Improving Operating Performance: MPM's recent expansion in the car rental business has generated higher operating cash flow, diversified its income stream and balanced the volatility from the auto retail business. The performance of its motorcycle financing subsidiary, PT Sasana Artha Finance (SAF), has also improved and SAF reported positive net earnings for 2013 after posting net losses for the previous three years. Overall, we see improvement in the credit metrics compared with the previous year. Net debt/EBITDA declined to 3.6x in 2013 from 5.2x in 2012. The coverage ratio, as measured by operating EBITDA/gross interest expense, also improved to 5.9x from 4.7x over the same period.
Diversified Earnings Stream: MPM's rating is underpinned by its diversified business, which mitigates the cyclicality in the more volatile motorcycle retail market. MPM's other businesses include motorcycle lubricants, auto rental services, financing and insurance. Compared with the auto retail business, the rental services and lubricants businesses provide more stable income and higher margins. From 2014, MPM will also start selling Nissan and Datsun cars.

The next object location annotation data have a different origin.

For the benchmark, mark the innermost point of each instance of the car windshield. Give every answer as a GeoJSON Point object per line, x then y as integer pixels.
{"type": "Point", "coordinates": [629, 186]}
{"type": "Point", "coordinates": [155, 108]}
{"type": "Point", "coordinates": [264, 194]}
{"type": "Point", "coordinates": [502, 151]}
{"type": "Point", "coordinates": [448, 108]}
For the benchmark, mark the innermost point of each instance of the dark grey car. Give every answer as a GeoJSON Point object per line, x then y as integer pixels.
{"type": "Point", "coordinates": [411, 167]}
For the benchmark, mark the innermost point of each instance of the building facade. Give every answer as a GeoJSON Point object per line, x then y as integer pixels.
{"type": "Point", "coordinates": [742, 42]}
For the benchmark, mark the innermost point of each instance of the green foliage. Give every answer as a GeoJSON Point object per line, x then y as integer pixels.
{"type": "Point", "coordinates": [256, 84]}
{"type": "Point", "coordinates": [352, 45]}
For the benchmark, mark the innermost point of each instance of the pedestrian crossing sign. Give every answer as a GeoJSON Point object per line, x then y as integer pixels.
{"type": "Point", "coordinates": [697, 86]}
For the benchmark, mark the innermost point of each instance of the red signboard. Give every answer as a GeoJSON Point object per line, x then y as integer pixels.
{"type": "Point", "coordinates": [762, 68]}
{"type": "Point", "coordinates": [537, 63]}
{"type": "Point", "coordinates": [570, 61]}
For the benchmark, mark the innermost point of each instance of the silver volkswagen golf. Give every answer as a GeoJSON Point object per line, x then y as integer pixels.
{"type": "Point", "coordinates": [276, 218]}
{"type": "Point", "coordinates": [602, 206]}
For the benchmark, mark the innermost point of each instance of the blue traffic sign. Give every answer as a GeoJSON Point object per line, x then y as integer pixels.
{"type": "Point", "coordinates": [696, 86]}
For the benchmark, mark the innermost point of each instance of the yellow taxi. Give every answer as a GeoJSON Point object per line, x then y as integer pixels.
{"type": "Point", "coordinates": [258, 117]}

Market Leadership: MPM's rating reflects its leadership in the major market segments it operates in. MPM is the main dealer for Honda motorcycles in East Java and East Nusa Tenggara, where it controls 67% of each of the two markets. Its auto rental service is now the second-largest by fleet size, while its oil lubricant business is the largest by sales volume within motorcycle lubricant market.
New Structure for Subsidiaries and New Shareholder: Fitch also views positively MPM's plan to merge its two financing subsidiary - MPM Finance (A-(idn)/Stable) and SAF - and to partner JACCS, a Japanese financing company that will inject IDR510bn and effectively own 40% of the merged entity. The entry of JACCS is likely to provide MPM with better access to funding and knowledge, particularly in risk management.
Constrained by Expansion: The rating is constrained by MPM's debt-funded expansion, primarily to expand its auto rental and car retail business. We forecast free cash flow (FCF) to remain negative in the next three years.
However, a large portion of its capex is scalable and the company has a good track record in execution. Fitch believes that MPM's liquidity will remain adequate given its diversified banking lines and good track record in accessing the capital market.